Мне шел тридцать третий год. Пожалуй, следовало подвести некоторые итоги жизни. Они были неудовлетворительны. Начальник рации на скромном работяге-сухогрузе, шастающем вдоль берегов Камчатки, Чукотки и Курил, — достижение не из великих. На заочном отделении истфака — вы правильно догадались — я не доучился. Правда, недостаток образования добирал книгами. Читал много и в общем-то без разбора, но, пожалуй, была и система. Классики всех времен и народов шли вне очереди. Читал я попадавшиеся в библиотеках книги по философии — от нашей до буддистской. Ломал себе и без того не крепкие, помнившие цингу зубы, к примеру, на трудном китайском учении о единении душ Да-тун. Выписывал из книг понравившиеся цитаты в общую тетрадь. Иногда посылал их в письмах Светке. «Вот я прочел, — писал я, — что самая сильная страсть человека — быть отраженным другим человеком. Предпочтительно — женщиной. Что ты об этом думаешь?» Светка писала в ответ: «Борька, я не знаю, хочу ли отразить тебя. Но очень хочу, чтоб мы жили вместе. Кольке десять лет, стал непослушный, учительница говорит, что в школе дерется. Нужна мужская рука…»

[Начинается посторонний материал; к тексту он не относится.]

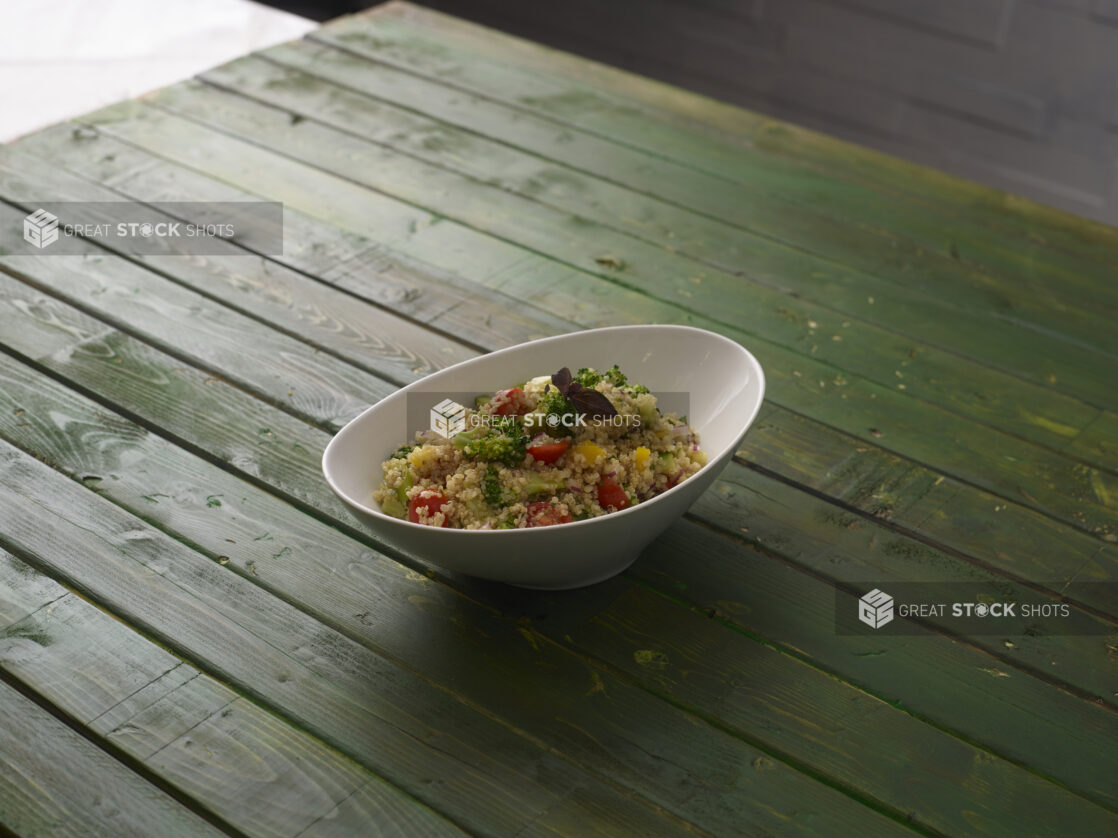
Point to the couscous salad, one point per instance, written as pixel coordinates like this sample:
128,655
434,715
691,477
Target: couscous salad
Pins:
555,449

Неудовлетворительность первых итогов я усматривал не в скромности служебного положения. Не в том, что так и не получил высшего образования. Это все не беда. Знак минус рисовался в затянувшейся разлуке. Но виноват в этом был только я сам.
Я предупредил в кадрах плавсостава, что плаваю последнее лето.
А «ихий океан решил напоследок показать мне все, что он умеет. Штормы того лета сменяли один другой почти без передышки. С ревом они вздымали наш сухогруз к небесам, низвергали в черные бездны, где не было воздуху, одна водяная пыль, пароход стонал, кричал от боли старыми своими переборками, а мне было впору молиться. Неужто я уцелел на войне, на кронштадтском льду, в торпедных атаках для того, чтобы лечь на холодное дно Охотского моря?
Один из последних рейсов того лета мы выполняли на Владивосток. Приняли там груз, снялись, благополучно пересекли Охотское море. На подходе к Курилам, к проливу Крузенштерна, на нас обрушился очередной шторм. Шли медленные волны-горы, которым ничего не стоило шмякнуть наше суденышко о скалы, именуемые Ловушкой. Наш штатный капитан был в отпуску, а подменный капитан Нефедов, мало мне знакомый, почему-то не вызывал доверия. Наш бы сидел сейчас в своем кресле на мостике, не доставая короткими ножками до палубы, и отдавал толковые распоряжения. А этот Нефедов торчал у локатора, то и дело глядя на развертку, и свет плафона неприятно отражался на его бритой веснушчатой голове. Именно такую картину я увидел, войдя в навигационную рубку с какой-то радиограммой.